Media and film studies
Sound, Culture & Society
Module code: P4084
Level 5
15 credits in autumn semester
Teaching method: Lecture, Seminar
Assessment modes: Coursework
This module introduces you to the role of sound in human culture and society. It seeks to foster an understanding of aurality in the past and present and the relationship of sound to various modern media.
It provides you with a solid and wide-ranging introduction of the main historical, theoretical and practical thinking around the subject of sound. It encompasses music and speech but places them in the context of sound and listening more broadly.
The approach is global and interdisciplinary, combining historical perspectives with textual analysis of contemporary films, programmes and soundscapes with emerging work on auditory cultures and online media in both 'Western' and 'non-Western' parts of the world.
Subjects covered would include:
- hearing and the senses (including perception, mood, and memory)
- the concept and history of the 'soundscape'
- sound before and after modernity (including the concept of 'oral culture', the role of sound in political and social struggles through history, the electrification and recording of sound)
- sound and ethnography (eg sound in everyday life in varous cultures)
- the voice (including styles of speech and the ways in which 'personality' is supposedly revealed through voice and gender)
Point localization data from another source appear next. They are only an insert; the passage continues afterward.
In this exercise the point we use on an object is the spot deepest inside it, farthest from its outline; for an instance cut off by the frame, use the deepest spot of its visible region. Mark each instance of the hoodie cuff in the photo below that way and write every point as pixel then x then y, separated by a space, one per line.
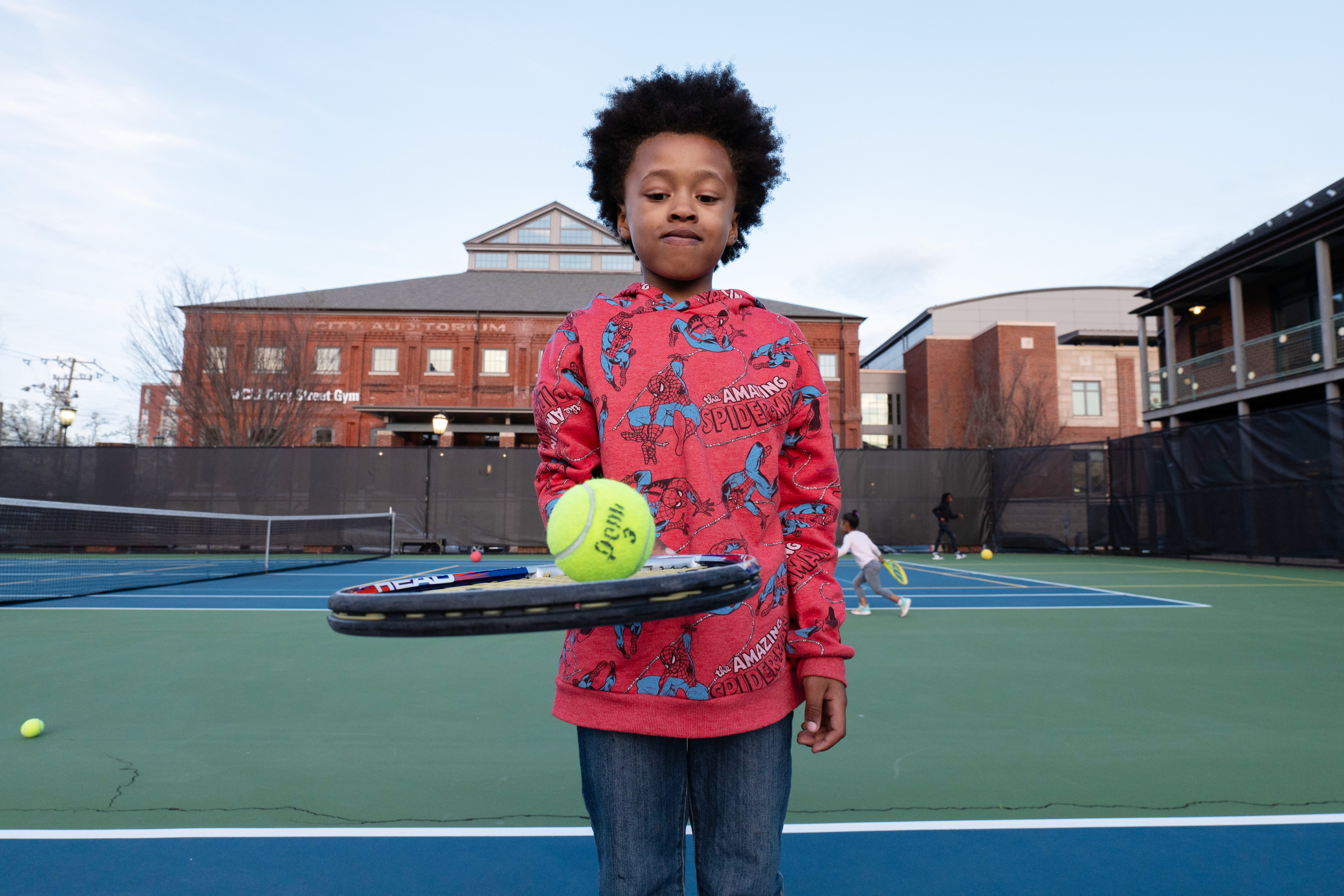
pixel 825 667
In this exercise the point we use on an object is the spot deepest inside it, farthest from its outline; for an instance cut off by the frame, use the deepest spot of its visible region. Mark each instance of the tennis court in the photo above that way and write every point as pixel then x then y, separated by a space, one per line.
pixel 1142 726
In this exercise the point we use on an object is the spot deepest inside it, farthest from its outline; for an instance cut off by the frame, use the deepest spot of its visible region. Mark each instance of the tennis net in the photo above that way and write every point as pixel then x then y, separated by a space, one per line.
pixel 57 550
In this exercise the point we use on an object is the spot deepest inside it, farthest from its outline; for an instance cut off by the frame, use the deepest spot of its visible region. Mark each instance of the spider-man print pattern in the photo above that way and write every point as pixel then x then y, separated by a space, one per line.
pixel 674 502
pixel 773 355
pixel 714 409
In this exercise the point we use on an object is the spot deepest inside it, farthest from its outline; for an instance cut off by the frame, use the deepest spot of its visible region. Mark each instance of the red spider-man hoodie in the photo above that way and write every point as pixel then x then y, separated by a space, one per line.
pixel 714 409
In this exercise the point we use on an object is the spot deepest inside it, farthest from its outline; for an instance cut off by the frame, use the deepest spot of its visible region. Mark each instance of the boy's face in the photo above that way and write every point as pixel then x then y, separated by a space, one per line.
pixel 679 206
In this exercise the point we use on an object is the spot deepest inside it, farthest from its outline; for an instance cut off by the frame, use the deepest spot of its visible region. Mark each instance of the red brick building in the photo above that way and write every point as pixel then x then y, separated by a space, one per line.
pixel 1044 366
pixel 380 362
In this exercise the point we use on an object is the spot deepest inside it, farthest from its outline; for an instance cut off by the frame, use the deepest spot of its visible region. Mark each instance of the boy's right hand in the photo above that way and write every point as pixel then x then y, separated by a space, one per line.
pixel 823 714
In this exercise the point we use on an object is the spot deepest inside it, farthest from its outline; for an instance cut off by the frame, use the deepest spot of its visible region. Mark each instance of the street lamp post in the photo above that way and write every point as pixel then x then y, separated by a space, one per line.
pixel 68 417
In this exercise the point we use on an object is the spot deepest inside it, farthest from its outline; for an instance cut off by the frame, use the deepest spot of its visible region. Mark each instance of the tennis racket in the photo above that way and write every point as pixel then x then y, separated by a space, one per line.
pixel 897 571
pixel 542 598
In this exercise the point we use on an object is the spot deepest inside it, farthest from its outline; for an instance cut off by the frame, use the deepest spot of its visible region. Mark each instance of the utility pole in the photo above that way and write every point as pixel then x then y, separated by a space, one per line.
pixel 61 390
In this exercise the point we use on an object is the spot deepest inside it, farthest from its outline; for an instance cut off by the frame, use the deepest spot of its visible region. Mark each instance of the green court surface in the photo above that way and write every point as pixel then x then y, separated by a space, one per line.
pixel 268 719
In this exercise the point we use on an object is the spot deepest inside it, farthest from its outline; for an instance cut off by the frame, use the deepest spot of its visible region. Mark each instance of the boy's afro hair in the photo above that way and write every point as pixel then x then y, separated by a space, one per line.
pixel 710 103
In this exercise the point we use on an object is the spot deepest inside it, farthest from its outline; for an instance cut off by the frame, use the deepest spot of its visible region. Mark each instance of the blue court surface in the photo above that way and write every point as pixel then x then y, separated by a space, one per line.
pixel 951 585
pixel 1179 856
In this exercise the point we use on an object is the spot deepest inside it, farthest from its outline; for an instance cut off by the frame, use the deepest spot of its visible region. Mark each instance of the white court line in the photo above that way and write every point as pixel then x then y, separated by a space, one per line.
pixel 1081 588
pixel 842 828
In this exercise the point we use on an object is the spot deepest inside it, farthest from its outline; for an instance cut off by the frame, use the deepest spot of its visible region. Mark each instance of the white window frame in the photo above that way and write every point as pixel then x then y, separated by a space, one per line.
pixel 378 357
pixel 429 370
pixel 217 359
pixel 269 359
pixel 1085 394
pixel 490 358
pixel 831 359
pixel 327 370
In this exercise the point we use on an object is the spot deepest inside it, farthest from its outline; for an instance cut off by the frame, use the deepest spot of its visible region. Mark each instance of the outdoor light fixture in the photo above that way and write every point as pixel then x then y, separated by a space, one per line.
pixel 67 416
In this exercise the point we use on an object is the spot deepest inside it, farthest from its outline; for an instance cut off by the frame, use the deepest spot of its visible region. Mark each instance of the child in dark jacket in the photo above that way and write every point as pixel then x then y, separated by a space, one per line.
pixel 714 409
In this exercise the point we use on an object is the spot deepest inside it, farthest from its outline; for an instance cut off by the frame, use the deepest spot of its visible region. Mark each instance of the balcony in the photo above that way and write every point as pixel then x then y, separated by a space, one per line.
pixel 1291 353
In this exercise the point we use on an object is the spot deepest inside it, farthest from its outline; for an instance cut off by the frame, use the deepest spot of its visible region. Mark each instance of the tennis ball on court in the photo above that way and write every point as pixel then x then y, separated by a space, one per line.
pixel 600 530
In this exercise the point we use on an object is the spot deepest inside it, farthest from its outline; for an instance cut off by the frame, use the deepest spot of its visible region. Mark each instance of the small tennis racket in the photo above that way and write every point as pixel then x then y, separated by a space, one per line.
pixel 897 571
pixel 542 598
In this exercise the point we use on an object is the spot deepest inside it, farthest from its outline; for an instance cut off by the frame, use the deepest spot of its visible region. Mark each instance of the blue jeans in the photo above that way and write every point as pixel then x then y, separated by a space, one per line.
pixel 640 789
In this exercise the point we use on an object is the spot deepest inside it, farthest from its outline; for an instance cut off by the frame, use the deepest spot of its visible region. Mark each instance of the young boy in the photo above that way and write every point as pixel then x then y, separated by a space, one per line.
pixel 663 386
pixel 870 565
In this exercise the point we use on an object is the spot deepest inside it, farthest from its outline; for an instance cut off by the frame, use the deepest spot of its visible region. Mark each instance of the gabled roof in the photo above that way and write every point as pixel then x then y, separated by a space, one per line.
pixel 537 213
pixel 1315 217
pixel 471 292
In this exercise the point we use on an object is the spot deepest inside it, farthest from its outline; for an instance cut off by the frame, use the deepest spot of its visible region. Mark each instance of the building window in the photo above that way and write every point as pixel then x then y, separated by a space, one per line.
pixel 1206 338
pixel 575 233
pixel 269 359
pixel 327 361
pixel 877 409
pixel 385 361
pixel 440 361
pixel 536 232
pixel 494 361
pixel 829 365
pixel 1087 400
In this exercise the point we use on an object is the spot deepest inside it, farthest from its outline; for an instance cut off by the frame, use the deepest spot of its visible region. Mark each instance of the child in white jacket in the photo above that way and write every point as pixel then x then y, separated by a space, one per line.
pixel 870 565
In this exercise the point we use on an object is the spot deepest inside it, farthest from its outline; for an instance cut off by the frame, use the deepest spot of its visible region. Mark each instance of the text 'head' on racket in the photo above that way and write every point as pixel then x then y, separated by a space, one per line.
pixel 542 598
pixel 897 571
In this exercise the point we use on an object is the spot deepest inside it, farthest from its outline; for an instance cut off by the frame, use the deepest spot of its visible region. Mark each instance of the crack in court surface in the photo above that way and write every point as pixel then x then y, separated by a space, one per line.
pixel 1190 805
pixel 126 766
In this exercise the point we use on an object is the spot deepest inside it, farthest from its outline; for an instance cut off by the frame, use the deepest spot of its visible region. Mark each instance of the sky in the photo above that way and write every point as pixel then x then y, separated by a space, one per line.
pixel 935 152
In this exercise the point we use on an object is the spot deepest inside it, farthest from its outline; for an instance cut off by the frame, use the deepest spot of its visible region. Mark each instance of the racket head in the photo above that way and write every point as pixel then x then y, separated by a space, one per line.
pixel 897 571
pixel 518 600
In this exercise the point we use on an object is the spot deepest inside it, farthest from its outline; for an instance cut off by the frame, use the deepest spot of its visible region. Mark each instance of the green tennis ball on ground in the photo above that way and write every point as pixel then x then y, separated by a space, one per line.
pixel 600 530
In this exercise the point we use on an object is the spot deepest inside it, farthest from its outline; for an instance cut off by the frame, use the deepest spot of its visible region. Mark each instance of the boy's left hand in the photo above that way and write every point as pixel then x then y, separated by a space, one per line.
pixel 823 715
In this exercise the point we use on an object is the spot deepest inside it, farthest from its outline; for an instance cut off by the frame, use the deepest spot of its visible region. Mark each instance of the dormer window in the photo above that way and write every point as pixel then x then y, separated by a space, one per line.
pixel 536 232
pixel 575 233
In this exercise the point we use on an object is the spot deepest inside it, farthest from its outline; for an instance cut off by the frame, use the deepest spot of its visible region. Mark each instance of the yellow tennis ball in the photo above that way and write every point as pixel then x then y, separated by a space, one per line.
pixel 600 530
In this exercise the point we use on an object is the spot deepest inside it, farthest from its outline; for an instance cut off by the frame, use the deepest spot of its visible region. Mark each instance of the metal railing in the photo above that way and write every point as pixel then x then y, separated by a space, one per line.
pixel 1284 354
pixel 1288 353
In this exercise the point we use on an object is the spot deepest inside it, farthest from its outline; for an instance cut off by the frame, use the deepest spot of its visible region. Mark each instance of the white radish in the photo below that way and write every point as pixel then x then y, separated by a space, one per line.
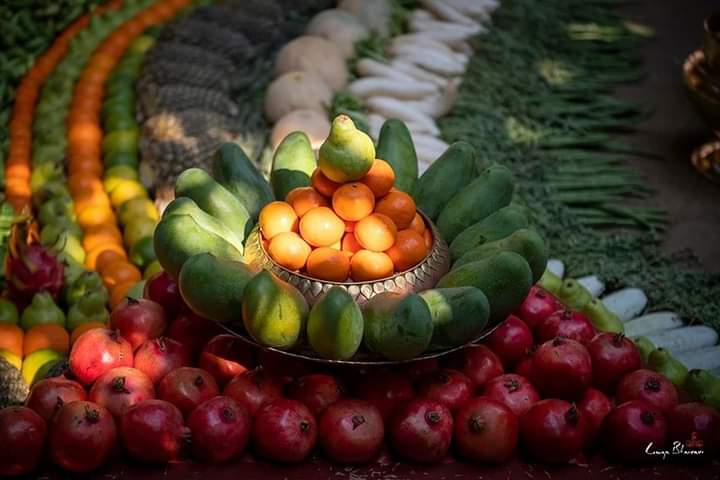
pixel 706 358
pixel 684 339
pixel 556 267
pixel 592 284
pixel 419 73
pixel 627 303
pixel 394 108
pixel 653 322
pixel 390 87
pixel 367 67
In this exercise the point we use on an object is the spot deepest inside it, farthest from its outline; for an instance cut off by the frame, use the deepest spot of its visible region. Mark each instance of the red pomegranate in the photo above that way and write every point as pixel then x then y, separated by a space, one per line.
pixel 253 389
pixel 421 430
pixel 513 391
pixel 651 387
pixel 478 363
pixel 385 390
pixel 98 351
pixel 486 431
pixel 567 324
pixel 316 391
pixel 187 387
pixel 220 429
pixel 153 431
pixel 158 357
pixel 22 436
pixel 510 341
pixel 82 436
pixel 225 357
pixel 552 431
pixel 613 356
pixel 537 306
pixel 49 395
pixel 633 430
pixel 594 406
pixel 562 368
pixel 351 431
pixel 284 431
pixel 447 386
pixel 121 388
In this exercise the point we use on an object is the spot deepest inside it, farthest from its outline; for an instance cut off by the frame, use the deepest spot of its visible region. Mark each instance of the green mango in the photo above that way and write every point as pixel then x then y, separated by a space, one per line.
pixel 335 325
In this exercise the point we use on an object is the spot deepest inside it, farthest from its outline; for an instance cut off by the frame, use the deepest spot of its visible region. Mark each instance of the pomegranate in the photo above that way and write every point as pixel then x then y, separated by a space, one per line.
pixel 153 431
pixel 446 386
pixel 220 429
pixel 510 340
pixel 421 430
pixel 225 357
pixel 163 290
pixel 562 368
pixel 486 431
pixel 652 387
pixel 254 388
pixel 187 387
pixel 633 429
pixel 22 436
pixel 138 320
pixel 696 426
pixel 386 390
pixel 351 431
pixel 98 351
pixel 158 357
pixel 594 406
pixel 82 436
pixel 121 388
pixel 613 356
pixel 513 391
pixel 49 395
pixel 567 324
pixel 193 331
pixel 285 431
pixel 537 306
pixel 552 431
pixel 478 363
pixel 316 391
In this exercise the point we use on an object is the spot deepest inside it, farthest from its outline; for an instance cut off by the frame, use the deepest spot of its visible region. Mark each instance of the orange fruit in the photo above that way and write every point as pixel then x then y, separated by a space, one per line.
pixel 323 184
pixel 118 272
pixel 376 232
pixel 11 338
pixel 353 201
pixel 289 250
pixel 328 264
pixel 84 327
pixel 366 266
pixel 399 206
pixel 418 224
pixel 277 217
pixel 427 236
pixel 118 293
pixel 320 227
pixel 54 337
pixel 303 199
pixel 380 178
pixel 409 249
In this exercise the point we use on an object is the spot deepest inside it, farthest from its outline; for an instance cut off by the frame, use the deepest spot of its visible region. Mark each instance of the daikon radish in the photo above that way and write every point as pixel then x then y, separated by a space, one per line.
pixel 367 67
pixel 390 87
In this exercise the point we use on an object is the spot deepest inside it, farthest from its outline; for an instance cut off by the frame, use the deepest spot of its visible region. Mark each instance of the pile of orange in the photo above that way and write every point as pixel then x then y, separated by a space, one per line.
pixel 362 231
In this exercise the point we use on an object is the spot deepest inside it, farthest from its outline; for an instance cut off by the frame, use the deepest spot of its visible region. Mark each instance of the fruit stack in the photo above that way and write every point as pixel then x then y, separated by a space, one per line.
pixel 351 222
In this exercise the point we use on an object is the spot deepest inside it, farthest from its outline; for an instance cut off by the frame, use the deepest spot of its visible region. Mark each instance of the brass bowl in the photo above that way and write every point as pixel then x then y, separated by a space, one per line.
pixel 422 276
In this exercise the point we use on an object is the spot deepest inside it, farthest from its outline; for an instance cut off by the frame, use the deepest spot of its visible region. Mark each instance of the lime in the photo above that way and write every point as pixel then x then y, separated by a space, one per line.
pixel 33 363
pixel 142 252
pixel 8 312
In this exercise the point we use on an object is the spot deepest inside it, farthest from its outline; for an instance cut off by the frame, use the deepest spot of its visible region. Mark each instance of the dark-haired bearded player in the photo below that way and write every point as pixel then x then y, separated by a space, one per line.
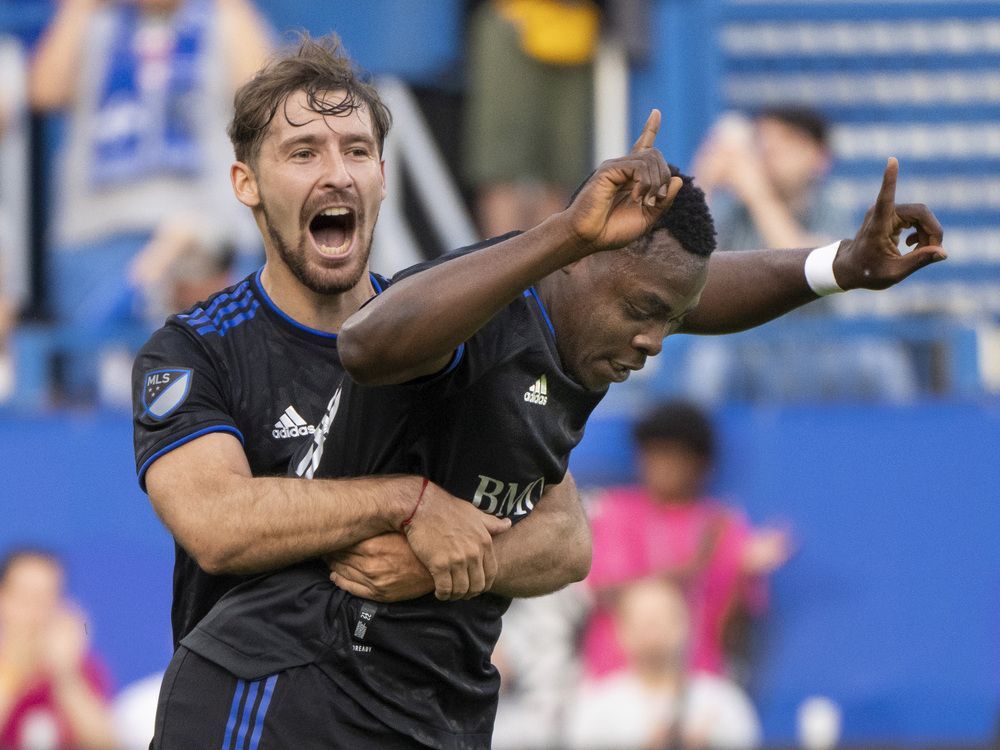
pixel 497 378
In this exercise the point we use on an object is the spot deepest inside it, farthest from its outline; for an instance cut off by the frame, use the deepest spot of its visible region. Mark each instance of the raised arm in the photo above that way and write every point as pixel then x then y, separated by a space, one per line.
pixel 413 327
pixel 746 289
pixel 530 561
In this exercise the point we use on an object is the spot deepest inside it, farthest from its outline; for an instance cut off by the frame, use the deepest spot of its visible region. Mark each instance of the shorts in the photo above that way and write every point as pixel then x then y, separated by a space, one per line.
pixel 204 707
pixel 525 120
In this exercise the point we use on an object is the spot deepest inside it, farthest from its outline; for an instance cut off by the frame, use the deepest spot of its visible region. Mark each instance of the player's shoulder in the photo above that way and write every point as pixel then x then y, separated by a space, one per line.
pixel 450 256
pixel 216 319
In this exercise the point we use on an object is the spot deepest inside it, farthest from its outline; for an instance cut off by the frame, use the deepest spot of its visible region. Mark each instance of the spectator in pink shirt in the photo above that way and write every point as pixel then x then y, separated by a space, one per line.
pixel 52 690
pixel 669 528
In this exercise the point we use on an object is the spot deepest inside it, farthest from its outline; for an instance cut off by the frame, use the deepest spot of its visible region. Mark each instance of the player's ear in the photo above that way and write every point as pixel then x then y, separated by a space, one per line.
pixel 244 184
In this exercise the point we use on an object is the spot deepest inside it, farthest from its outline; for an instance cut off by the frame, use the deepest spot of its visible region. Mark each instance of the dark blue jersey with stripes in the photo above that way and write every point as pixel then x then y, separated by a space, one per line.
pixel 494 428
pixel 233 364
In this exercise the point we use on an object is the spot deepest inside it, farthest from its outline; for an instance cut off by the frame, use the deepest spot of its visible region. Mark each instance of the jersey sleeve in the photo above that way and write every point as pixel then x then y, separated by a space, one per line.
pixel 178 395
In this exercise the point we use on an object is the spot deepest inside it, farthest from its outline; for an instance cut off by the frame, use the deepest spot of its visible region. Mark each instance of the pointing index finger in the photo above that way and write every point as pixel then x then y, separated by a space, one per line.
pixel 648 135
pixel 885 204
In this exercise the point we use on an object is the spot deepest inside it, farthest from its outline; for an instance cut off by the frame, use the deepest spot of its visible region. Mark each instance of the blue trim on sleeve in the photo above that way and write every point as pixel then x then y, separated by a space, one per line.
pixel 248 707
pixel 181 441
pixel 531 293
pixel 455 359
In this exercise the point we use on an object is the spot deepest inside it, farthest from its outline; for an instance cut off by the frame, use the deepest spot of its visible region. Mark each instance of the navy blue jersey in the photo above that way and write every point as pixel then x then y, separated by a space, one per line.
pixel 236 364
pixel 494 428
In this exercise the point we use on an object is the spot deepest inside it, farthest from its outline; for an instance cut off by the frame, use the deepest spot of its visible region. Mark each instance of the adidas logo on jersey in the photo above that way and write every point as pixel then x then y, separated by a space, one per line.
pixel 538 393
pixel 292 424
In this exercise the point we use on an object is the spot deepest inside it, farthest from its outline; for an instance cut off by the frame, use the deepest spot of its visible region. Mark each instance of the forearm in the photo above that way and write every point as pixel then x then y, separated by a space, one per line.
pixel 245 525
pixel 89 720
pixel 414 326
pixel 746 289
pixel 53 74
pixel 548 550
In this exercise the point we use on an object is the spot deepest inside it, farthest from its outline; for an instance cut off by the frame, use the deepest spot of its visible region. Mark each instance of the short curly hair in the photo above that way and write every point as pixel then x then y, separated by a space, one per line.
pixel 688 221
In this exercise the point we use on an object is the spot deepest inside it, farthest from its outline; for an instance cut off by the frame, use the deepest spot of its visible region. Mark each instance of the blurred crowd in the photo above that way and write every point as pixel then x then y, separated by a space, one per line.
pixel 657 648
pixel 654 650
pixel 143 222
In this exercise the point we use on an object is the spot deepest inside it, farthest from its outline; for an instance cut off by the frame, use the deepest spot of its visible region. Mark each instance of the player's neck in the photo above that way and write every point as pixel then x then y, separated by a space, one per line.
pixel 323 312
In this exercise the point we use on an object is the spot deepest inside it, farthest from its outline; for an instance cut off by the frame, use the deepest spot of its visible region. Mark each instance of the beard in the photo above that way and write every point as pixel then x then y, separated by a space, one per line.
pixel 318 280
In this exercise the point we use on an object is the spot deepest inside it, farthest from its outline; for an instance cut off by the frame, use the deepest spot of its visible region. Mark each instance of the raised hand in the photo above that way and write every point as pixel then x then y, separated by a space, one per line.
pixel 454 540
pixel 872 260
pixel 623 199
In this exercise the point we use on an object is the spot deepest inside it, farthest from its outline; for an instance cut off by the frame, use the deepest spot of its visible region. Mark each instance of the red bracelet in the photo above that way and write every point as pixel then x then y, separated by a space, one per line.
pixel 420 499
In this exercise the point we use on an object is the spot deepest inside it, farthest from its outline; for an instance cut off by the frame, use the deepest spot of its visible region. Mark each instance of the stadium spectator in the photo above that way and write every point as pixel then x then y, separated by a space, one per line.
pixel 539 668
pixel 529 108
pixel 149 88
pixel 656 701
pixel 52 689
pixel 669 528
pixel 765 180
pixel 766 183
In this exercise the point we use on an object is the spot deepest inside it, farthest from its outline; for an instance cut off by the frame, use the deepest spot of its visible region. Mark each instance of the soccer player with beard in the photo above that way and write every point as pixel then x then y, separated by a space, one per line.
pixel 309 168
pixel 225 392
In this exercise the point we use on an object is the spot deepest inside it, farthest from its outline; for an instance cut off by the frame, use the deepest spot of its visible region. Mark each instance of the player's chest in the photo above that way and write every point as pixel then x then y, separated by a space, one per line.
pixel 281 405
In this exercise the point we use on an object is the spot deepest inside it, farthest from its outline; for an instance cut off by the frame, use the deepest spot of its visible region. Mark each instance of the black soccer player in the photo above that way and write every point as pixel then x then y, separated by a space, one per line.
pixel 308 144
pixel 492 420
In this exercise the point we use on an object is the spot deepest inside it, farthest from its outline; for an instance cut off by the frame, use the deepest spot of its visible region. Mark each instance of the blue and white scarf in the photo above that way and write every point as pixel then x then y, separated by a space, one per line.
pixel 141 132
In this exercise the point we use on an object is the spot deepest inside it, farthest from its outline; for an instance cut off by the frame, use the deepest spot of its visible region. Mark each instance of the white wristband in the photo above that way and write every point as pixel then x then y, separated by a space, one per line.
pixel 819 270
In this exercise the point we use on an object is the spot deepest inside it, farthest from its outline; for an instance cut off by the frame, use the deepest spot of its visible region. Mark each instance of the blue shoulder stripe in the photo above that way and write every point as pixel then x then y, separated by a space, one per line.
pixel 530 293
pixel 226 311
pixel 200 317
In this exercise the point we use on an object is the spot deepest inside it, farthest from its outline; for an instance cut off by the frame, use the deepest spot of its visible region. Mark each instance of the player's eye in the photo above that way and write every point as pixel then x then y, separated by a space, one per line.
pixel 635 312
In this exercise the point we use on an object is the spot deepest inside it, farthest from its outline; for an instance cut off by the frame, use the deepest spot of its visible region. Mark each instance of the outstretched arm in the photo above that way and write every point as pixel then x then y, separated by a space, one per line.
pixel 548 550
pixel 412 328
pixel 746 289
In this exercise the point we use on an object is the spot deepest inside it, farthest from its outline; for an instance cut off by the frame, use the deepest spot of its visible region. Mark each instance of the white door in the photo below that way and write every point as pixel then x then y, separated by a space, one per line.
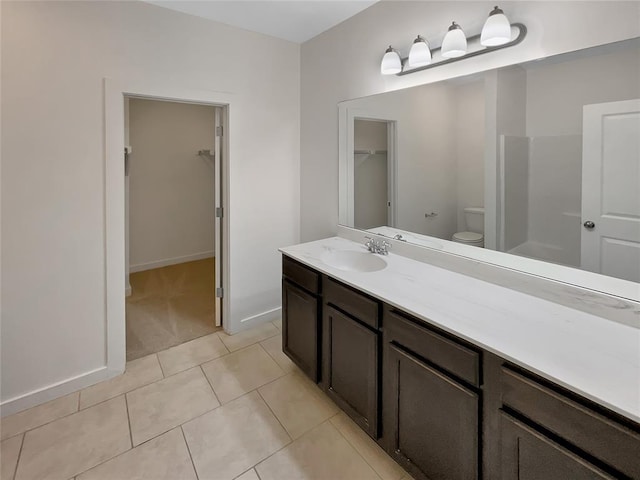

- cinema and sound (including film sound design in the past and present)
- music and new media (including new forms of music production and reception, and the production of taste).
You will also be introduced to some of the key terms and concepts used in analysing sound, both in the study of soundscapes and in the study of soundtracks.
Module learning outcomes
- Identify and describe the ways in which the place of sound - and listening - in everyday life and culture have changed historically in various parts of the world.
- Analyse the role of sound (including but not only music and dialogue) in a range of modern audio-visual media, such as TV, film, and online.
- Explain and deploy theoretical approaches and concepts to understand aspects of sound and modes of listening.
- Demonstrate skills of presentation, synthesis of ideas, analysis and argumentation in oral and written communication.